In much of the country, today’s vote is a test for President Barack Obama and his allies in Congress.  Did their agenda — combined with the grim national economy — provoke a tsunami-sized backlash, or not?

But here in the North Country, the test is far more local:  Is the region’s once-mighty Republican Party powerful, coherent and organized enough to capitalize on this kind of political mood?

The awkward truth for the GOP is that NY-20, NY-23 and NY-24, the districts which make up our region, were all once safe Republican territory.

Holding these districts should have been chip-shots.

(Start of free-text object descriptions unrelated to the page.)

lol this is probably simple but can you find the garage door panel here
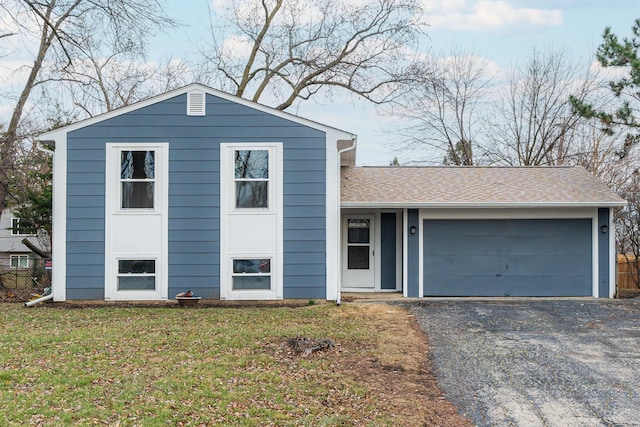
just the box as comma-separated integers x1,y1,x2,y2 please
423,219,592,297
505,255,588,275
505,276,592,296
425,220,504,236
426,236,511,256
425,276,507,297
426,255,505,276
509,234,591,255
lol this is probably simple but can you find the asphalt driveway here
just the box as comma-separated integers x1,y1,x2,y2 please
403,300,640,426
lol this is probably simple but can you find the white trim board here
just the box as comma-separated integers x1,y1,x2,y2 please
220,143,284,300
104,143,169,301
51,135,67,301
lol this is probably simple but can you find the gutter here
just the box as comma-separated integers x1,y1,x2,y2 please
340,201,628,209
335,136,357,306
36,141,55,155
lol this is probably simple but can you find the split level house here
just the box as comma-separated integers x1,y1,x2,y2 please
35,83,626,302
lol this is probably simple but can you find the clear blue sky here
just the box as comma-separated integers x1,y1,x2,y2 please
153,1,640,165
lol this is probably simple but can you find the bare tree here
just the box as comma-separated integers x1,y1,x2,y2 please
59,55,191,117
386,52,492,165
199,0,424,111
485,50,600,166
52,16,190,116
0,0,176,221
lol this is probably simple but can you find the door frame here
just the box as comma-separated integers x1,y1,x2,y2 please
341,214,376,290
340,210,403,292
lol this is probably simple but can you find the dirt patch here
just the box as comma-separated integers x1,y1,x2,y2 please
330,303,471,426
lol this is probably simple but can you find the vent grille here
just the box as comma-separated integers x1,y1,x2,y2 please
187,91,206,116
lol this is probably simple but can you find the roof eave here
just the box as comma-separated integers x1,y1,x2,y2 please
340,201,628,209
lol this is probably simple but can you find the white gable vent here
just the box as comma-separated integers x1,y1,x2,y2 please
187,90,206,116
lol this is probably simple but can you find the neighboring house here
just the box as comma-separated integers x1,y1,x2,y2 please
0,208,38,269
36,83,626,302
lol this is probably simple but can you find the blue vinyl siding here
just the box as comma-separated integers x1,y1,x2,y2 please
598,208,610,297
381,213,397,290
65,92,326,300
65,134,105,300
406,209,420,297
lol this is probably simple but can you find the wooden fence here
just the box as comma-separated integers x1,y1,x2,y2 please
618,255,640,290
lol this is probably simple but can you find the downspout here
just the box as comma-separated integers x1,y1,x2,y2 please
24,287,53,307
335,136,357,306
36,141,54,156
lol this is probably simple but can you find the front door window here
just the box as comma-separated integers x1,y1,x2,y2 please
347,219,370,269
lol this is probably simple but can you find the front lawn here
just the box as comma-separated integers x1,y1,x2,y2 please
0,303,469,426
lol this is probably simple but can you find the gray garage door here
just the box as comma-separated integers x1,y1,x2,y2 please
423,219,592,297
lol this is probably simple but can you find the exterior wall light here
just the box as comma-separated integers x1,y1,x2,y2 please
600,225,609,233
410,225,417,234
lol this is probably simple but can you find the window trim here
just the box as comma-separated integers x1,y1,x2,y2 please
105,142,169,301
231,258,272,291
10,218,33,236
119,150,157,211
233,149,270,210
116,258,157,292
10,254,30,269
224,145,277,215
107,144,166,215
219,142,283,300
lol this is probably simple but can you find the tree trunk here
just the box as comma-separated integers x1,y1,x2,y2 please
21,238,50,259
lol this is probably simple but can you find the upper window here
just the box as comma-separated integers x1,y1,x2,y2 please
234,150,269,209
120,150,155,209
11,218,34,236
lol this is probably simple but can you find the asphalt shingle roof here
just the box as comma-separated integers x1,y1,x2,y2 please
340,166,626,207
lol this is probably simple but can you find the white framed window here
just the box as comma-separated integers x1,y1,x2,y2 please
220,143,283,300
232,258,271,290
117,259,156,291
10,255,30,269
11,218,33,235
105,143,168,301
234,149,269,209
120,150,156,209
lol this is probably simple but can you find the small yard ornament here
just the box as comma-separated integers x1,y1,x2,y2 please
175,290,201,307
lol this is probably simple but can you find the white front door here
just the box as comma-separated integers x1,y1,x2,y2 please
342,215,375,289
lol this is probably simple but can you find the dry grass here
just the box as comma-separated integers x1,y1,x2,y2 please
0,302,470,426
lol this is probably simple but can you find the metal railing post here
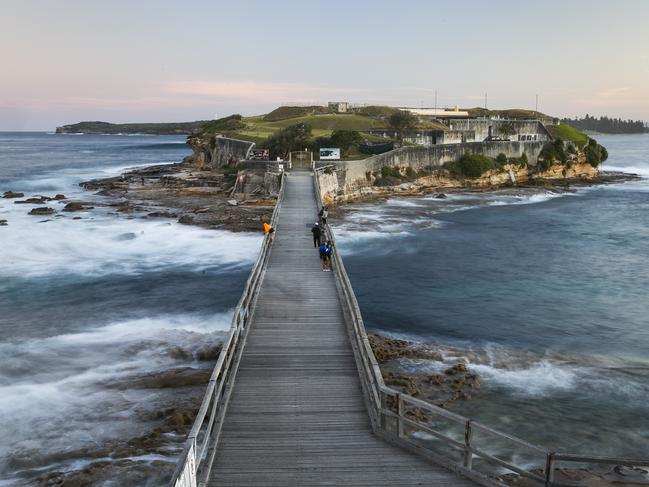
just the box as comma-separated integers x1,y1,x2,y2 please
397,393,405,438
545,452,555,486
463,419,473,469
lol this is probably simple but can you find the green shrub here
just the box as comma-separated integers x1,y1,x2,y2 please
518,153,528,166
374,176,402,187
584,137,608,167
600,145,608,162
539,138,567,165
496,153,508,164
536,158,552,172
405,166,417,179
381,166,402,178
445,154,496,178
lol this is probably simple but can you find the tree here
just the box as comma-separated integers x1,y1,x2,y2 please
388,110,418,141
498,122,516,139
265,123,312,159
329,130,362,153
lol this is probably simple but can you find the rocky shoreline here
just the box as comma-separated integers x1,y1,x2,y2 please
79,162,278,232
2,161,278,232
10,342,223,486
321,171,641,223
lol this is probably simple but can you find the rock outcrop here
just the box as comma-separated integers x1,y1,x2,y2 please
186,134,255,169
369,333,481,408
28,207,54,215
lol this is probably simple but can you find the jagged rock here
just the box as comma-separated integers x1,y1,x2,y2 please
3,191,23,198
147,211,178,218
444,363,468,375
62,202,91,212
29,207,54,215
433,193,448,199
0,220,7,226
105,367,211,390
15,197,49,204
178,214,194,225
195,344,222,361
227,199,239,206
53,194,66,200
428,373,446,385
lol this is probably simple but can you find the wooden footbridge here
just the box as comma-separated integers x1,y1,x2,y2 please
171,170,649,487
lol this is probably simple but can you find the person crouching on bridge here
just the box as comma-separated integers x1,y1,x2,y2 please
319,241,332,271
263,221,274,241
311,222,322,248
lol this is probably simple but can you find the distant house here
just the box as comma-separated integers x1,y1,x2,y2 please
328,101,349,113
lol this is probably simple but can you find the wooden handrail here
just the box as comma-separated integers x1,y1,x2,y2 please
170,174,285,487
312,169,649,487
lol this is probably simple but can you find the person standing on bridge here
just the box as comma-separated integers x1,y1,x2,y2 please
319,206,328,225
311,222,322,248
319,241,332,271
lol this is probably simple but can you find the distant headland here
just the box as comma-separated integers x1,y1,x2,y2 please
55,120,209,135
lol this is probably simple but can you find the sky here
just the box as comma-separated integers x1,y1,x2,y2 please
1,0,648,130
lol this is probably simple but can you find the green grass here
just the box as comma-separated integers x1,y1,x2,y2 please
234,113,389,140
351,105,401,118
465,107,550,119
263,105,333,121
547,123,589,148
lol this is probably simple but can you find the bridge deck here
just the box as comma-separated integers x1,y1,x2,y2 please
208,173,475,486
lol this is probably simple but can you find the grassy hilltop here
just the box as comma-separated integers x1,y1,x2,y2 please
198,105,446,145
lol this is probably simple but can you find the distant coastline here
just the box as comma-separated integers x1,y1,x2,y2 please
55,120,207,135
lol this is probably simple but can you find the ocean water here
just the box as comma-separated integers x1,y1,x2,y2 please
0,133,261,485
336,134,649,460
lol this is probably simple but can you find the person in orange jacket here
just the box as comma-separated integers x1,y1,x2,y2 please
263,222,274,239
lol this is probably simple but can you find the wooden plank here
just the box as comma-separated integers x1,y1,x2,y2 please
207,173,477,487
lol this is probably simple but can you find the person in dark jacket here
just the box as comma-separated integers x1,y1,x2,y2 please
318,206,328,225
319,241,333,271
311,222,322,248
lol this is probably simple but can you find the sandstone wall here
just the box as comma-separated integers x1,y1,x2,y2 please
328,141,545,195
188,135,255,168
315,141,597,205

Now it’s unclear whether, even in a landslide Republican year, the party’s regional leaders can pull off big wins.

The Watertown Daily Times has pointed out that, according to the latest statistics, Democrats have picked up roughly 2,000 new enrolled members in the 23rd district.

Republicans have lost around 200, while the Conservative Party has picked up 200.  (Registered independents, according to the newspaper, have grown by around 1,000.)

Those trends, along with the on-going feuds between Matt Doheny and Doug Hoffman (NY-23 House race), and Janet Duprey and David Kimmel (114th Assembly), suggest that the GOP is still struggling to right its ship.

In both cases, party bickering may open the door to big Democratic wins, with Rep. Bill Owens and Democratic Assembly candidate Rudy Johnson hoping to capitalize.

It’s telling that during this year’s election season, the most prominent “party” activist wasn’t a Republican leader, but Plattsburgh tea party organizer Mark Barie — a man who shows open disdain for the GOP’s county chairmen.

In NY-24, meanwhile, Democrat Michael Arcuri appears to have solidified his hold on a seat that Republicans were once confident of retaking.

A late GOP surge might flip that outcome, but it’s remarkable in this climate that businessman Richard Hanna — who came very close to winning two years ago — needs a lucky break to catch up.

The regional party’s best hope may lie in NY-20, where Republican Chris Gibson has run a very smart, centered campaign.

Since 2006, Saratoga County chairman Jasper Nolan has been forced to endure some brutal, narrow losses, watching John Sweeney, Sandy Treadwell and Jim Tedisco tumble on election night by varying margins.

Polls show that tonight, could be, at long last, a return to what used to be normal for the party.  But here again, territory that was once safe looks to be far more in-play, even in a year like 2010.

By tomorrow morning we’ll know whether the Republican Party in this region — like the GOP nationally — has turned a big corner, or whether it continues its dangerous slide.